Answer: x = 9.981675
The value is approximate. Round it however you need.
==========================================================
Step-by-step explanation:
I'll add point labels A,B,C,D
Refer to the diagram below to see how the points are laid out. It doesn't matter how you label the points. I'm doing this to describe the triangles we'll be working with.
For now, focus on triangle CAD, which is the smaller triangle at the bottom.
Use the Law of Sines to determine the value of y, which is the angle I marked in red.
sin(A)/a = sin(C)/c
sin(40)/8 = sin(y)/9
sin(y) = 9*sin(40)/8
sin(y) = 0.723136
y = arcsin(0.723136)
y = 46.314005
For triangle CAD, angle C is roughly 46.314005 degrees.
In other words, angle ACB is about 46.314005 degrees.
----------------------------
Keep your focus on triangle CAD.
The interior angles must add to 180
A+C+D = 180
A+y+z = 180
40 + 46.314005 + z = 180
86.314005+z = 180
z = 180 - 86.314005
z = 93.685995
This is the approximate measure of angle ADC in purple.
It's very close to 90 degrees, but not quite there exactly. This is one reason why the diagram alone can be misleading.
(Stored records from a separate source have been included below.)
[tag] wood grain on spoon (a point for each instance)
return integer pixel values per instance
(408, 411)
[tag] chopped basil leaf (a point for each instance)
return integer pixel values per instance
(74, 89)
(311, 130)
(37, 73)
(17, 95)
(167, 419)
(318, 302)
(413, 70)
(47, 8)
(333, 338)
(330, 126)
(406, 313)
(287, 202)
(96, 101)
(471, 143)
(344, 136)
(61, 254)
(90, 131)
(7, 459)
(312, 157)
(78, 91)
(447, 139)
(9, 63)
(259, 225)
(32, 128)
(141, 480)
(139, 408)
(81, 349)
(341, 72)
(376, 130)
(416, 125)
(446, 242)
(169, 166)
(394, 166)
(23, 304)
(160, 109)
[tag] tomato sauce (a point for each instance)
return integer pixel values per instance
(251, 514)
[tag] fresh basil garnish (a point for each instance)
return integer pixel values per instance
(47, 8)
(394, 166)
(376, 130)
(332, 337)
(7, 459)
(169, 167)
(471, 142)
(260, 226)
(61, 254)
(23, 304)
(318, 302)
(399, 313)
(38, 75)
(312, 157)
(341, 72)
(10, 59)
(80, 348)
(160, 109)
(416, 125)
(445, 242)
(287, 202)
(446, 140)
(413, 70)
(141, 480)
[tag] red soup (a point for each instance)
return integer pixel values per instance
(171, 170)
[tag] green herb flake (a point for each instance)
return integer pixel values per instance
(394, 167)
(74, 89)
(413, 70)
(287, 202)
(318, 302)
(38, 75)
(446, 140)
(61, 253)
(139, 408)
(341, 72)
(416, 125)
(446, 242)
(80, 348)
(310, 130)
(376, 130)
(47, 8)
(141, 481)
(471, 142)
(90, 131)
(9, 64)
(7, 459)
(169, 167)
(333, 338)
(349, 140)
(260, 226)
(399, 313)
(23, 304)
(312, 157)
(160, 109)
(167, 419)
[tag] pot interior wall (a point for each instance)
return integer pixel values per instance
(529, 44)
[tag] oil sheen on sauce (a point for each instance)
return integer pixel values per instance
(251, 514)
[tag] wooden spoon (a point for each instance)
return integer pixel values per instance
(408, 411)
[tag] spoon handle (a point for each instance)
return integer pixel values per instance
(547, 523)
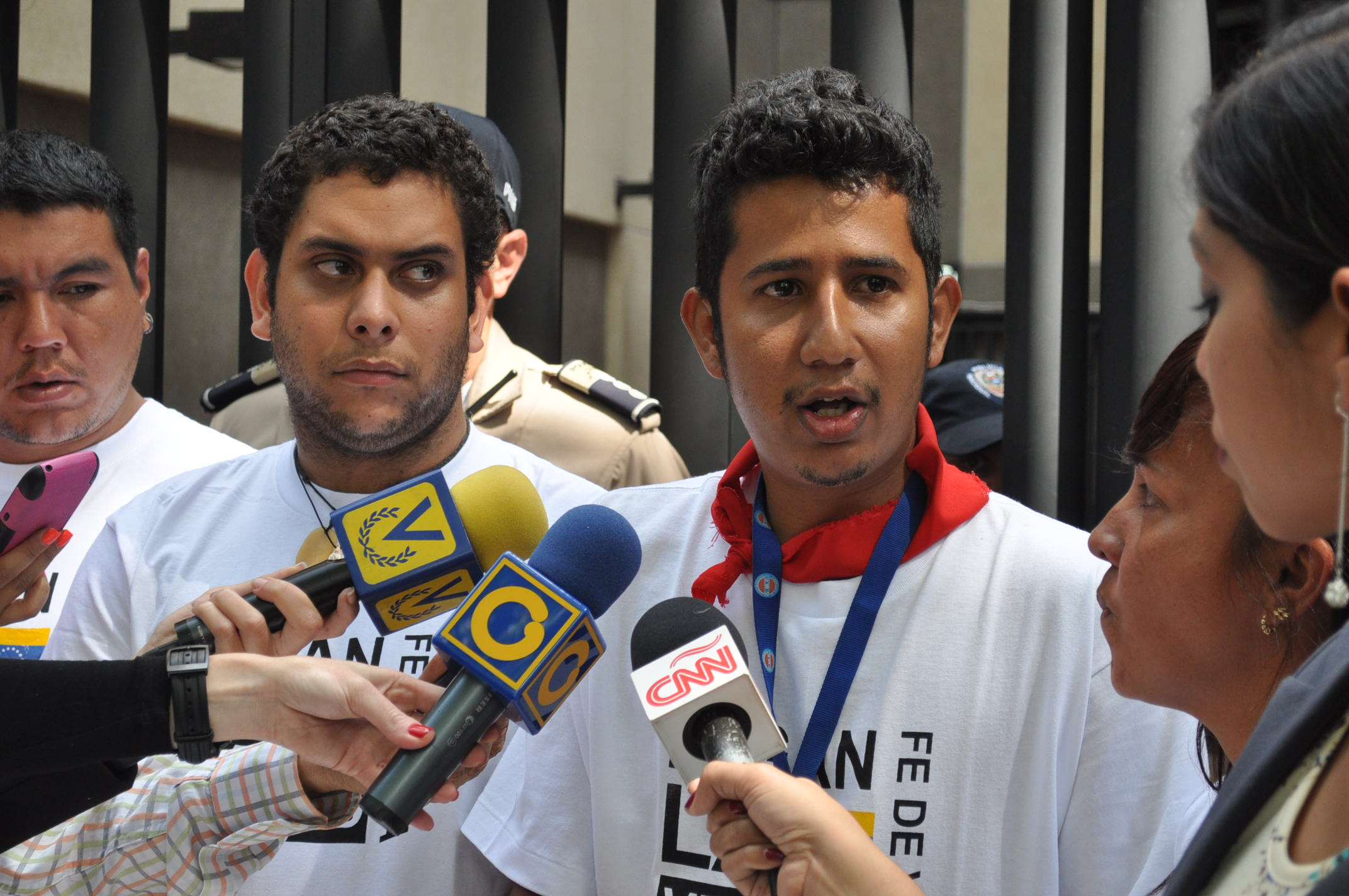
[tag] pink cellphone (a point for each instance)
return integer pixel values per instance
(46, 496)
----------------------------
We'll keep our attention on triangle CAD. The last thing we need from this small triangle is the side of AC, aka side d since it's opposite angle D.
Use the law of sines again
sin(A)/a = sin(D)/d
sin(40)/8 = sin(93.685995)/d
d*sin(40) = 8sin(93.685995)
d = 8sin(93.685995)/sin(40)
d = 12.420045
We've wrapped up everything to say about triangle CAD. We can move on.
----------------------------
There's a lot to keep track of. Here's a summary so far. I'll only summarize what is needed from here on out.
- Angle ACB = y = 46.314005 degrees (red)
- Side AC = d = 12.420045
Those decimal values are approximate.
The value of z was useful earlier, but we don't need it anymore.
----------------------------
Turn your attention to triangle ABC.
Because ABC is a right triangle (50+40 = 90), this means we can use one of the six trig ratios to determine the hypotenuse x+8 based on a known acute angle and known leg of the triangle.
Knowing the leg AC and angle ACB is sufficient to find the hypotenuse BC.
Use the cosine ratio to tie everything together like so
cos(angle) = adjacent/hypotenuse
cos(C) = AC/BC
cos(46.314005) = 12.420045/BC
BC*cos(46.314005) = 12.420045
BC = 12.420045/cos(46.314005)
BC = 17.981675
This is the approximate length of the hypotenuse of right triangle ABC.
The last step to do really is to set this equal to x+8 and solve for x.
x+8 = 17.981675
x = 17.981675-8
x = 9.981675 is our approximate final answer
Round this however you need to, or however your teacher instructs.
Once again, there's a lot to keep track of. Feel free to ask any further questions if you're stuck anywhere, or if one of my steps doesn't make sense.